AWS Certified Machine Learning – Specialty — Question 178
A machine learning (ML) specialist needs to extract embedding vectors from a text series. The goal is to provide a ready-to-ingest feature space for a data scientist to develop downstream ML predictive models. The text consists of curated sentences in English. Many sentences use similar words but in different contexts. There are questions and answers among the sentences, and the embedding space must differentiate between them.
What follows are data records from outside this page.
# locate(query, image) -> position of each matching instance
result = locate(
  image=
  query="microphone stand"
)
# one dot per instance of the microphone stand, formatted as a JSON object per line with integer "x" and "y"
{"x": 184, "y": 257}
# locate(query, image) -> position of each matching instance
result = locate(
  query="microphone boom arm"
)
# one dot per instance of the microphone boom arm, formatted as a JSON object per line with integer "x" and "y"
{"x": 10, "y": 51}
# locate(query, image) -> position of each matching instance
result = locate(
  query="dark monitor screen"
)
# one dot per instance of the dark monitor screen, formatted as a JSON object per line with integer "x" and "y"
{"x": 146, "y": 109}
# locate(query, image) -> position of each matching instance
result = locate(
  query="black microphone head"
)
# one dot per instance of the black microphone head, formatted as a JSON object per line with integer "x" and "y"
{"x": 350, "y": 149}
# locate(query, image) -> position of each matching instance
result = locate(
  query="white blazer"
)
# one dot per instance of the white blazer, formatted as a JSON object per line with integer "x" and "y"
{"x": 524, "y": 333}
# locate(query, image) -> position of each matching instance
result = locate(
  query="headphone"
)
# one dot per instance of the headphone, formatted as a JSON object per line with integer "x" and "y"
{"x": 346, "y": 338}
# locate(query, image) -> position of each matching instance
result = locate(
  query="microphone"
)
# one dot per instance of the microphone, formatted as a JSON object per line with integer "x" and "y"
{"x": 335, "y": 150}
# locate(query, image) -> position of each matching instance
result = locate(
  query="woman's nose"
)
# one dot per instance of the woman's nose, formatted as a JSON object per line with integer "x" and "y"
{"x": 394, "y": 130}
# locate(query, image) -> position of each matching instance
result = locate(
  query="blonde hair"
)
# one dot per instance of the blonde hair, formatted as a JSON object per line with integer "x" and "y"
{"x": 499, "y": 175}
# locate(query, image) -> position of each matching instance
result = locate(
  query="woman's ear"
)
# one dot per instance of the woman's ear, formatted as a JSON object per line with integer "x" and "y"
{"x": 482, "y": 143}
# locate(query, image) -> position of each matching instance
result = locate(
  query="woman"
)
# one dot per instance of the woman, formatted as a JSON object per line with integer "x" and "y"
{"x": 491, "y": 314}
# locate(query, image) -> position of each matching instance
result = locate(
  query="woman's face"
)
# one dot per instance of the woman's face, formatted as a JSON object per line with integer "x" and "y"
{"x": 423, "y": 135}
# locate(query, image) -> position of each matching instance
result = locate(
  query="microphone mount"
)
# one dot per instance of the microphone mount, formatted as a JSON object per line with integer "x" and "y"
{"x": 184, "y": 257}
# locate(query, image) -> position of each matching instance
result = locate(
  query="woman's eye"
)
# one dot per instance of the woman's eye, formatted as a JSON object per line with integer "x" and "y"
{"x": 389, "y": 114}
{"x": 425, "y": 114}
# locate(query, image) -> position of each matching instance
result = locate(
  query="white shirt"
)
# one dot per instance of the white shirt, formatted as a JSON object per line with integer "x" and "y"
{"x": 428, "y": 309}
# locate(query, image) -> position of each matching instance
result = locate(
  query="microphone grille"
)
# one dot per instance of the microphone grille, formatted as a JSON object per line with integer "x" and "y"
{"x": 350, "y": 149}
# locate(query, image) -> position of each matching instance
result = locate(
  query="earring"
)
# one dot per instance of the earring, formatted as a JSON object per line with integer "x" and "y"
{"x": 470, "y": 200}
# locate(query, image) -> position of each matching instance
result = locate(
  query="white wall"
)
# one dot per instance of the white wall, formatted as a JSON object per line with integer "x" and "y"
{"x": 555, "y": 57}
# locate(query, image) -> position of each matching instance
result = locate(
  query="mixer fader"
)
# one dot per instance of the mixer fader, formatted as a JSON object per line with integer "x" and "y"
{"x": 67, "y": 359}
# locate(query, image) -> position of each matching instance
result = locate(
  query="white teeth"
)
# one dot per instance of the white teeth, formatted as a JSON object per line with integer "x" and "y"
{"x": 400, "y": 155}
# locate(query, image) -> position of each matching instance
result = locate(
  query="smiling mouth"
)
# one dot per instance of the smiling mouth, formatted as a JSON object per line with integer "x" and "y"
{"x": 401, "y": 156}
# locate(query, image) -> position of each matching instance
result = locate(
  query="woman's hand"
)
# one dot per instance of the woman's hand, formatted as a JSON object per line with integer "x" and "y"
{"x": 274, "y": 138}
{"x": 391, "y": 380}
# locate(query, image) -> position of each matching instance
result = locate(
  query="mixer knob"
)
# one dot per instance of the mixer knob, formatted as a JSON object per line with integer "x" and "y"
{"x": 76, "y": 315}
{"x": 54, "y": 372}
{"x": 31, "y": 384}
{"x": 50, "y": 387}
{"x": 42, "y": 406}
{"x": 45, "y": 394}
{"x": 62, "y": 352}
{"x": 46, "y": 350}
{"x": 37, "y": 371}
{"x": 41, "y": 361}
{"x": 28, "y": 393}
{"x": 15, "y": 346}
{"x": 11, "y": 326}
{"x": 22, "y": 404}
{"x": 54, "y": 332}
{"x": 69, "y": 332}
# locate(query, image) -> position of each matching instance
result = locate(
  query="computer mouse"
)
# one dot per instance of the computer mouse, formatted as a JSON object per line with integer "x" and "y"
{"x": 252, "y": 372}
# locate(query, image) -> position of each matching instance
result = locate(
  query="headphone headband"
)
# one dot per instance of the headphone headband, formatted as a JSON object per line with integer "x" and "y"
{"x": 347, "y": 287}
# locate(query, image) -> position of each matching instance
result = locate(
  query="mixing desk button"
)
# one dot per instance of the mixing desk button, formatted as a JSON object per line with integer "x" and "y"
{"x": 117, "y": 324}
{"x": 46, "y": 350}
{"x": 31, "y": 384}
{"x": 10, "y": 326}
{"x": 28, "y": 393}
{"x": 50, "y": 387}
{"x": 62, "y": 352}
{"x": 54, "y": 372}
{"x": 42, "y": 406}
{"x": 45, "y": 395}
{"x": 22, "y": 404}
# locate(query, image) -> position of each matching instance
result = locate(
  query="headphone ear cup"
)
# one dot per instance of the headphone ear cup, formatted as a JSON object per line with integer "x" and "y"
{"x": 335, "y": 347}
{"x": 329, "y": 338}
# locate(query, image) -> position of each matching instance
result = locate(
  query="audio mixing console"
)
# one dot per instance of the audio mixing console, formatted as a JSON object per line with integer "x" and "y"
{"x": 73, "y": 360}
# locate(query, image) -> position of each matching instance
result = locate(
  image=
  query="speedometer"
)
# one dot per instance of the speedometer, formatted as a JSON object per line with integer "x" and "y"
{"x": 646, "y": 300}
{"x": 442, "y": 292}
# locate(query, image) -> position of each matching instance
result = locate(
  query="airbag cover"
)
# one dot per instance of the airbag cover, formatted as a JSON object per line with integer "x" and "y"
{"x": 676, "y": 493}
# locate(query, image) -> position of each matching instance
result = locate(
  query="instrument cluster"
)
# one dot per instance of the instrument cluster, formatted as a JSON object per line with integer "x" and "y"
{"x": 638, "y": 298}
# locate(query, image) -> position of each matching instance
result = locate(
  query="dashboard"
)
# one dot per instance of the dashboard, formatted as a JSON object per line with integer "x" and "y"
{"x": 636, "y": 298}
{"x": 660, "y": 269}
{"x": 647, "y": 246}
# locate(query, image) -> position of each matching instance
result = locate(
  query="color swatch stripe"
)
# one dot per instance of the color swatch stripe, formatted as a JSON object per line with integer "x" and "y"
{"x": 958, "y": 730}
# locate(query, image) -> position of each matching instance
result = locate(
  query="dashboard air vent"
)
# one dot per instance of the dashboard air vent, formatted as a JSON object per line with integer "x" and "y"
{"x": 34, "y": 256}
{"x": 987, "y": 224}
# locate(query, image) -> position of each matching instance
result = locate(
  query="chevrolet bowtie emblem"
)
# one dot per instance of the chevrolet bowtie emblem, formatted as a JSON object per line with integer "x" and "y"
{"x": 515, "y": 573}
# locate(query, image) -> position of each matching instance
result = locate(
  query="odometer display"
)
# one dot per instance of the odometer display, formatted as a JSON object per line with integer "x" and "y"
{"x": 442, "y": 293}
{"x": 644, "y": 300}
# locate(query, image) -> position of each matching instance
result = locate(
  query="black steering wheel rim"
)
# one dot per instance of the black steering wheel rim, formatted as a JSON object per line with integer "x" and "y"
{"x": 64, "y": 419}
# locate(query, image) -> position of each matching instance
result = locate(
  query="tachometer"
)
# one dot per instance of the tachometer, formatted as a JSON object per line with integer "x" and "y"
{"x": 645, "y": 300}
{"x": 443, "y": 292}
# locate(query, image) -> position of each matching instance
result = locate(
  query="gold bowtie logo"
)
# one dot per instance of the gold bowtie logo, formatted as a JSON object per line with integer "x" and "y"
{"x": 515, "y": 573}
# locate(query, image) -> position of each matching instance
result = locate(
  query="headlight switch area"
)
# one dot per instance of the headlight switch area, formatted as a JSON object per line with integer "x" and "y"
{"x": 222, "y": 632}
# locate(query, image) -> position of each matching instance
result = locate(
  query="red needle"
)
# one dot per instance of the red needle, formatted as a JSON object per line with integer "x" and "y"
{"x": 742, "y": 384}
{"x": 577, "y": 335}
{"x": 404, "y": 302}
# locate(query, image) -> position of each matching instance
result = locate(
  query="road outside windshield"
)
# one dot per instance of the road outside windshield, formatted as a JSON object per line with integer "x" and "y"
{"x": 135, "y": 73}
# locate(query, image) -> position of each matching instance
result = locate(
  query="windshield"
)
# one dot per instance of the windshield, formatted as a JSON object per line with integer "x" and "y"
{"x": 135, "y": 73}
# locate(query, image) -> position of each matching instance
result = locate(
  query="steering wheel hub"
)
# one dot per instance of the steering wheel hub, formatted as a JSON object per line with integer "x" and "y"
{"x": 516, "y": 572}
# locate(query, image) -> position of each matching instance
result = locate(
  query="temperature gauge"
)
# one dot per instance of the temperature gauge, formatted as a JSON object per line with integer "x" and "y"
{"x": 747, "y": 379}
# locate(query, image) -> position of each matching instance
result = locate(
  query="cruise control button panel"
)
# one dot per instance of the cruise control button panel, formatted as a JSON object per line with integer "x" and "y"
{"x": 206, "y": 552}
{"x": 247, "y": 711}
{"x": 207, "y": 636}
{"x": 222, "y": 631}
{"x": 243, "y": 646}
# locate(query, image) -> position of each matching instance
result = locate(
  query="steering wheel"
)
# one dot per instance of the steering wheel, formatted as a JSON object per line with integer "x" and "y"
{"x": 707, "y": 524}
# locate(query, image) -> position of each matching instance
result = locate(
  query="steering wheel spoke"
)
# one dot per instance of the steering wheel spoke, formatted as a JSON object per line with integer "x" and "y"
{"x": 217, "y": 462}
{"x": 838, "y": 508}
Which options can produce the required embedding vectors that capture word context and sequential QA information? (Choose two.)
Answer options
- A. Amazon SageMaker seq2seq algorithm
- B. Amazon SageMaker BlazingText algorithm in Skip-gram mode
- C. Amazon SageMaker Object2Vec algorithm
- D. Amazon SageMaker BlazingText algorithm in continuous bag-of-words (CBOW) mode
- E. Combination of the Amazon SageMaker BlazingText algorithm in Batch Skip-gram mode with a custom recurrent neural network (RNN)
Correct answer: A, C
Explanation
The Amazon SageMaker seq2seq algorithm is effective for generating embeddings that capture the sequential nature of text, making it suitable for differentiating contexts. Similarly, the Amazon SageMaker Object2Vec algorithm is designed to create embeddings that effectively represent contextual relationships in sentences. The other options, while useful for certain tasks, do not provide the same level of contextual differentiation necessary for this specific requirement.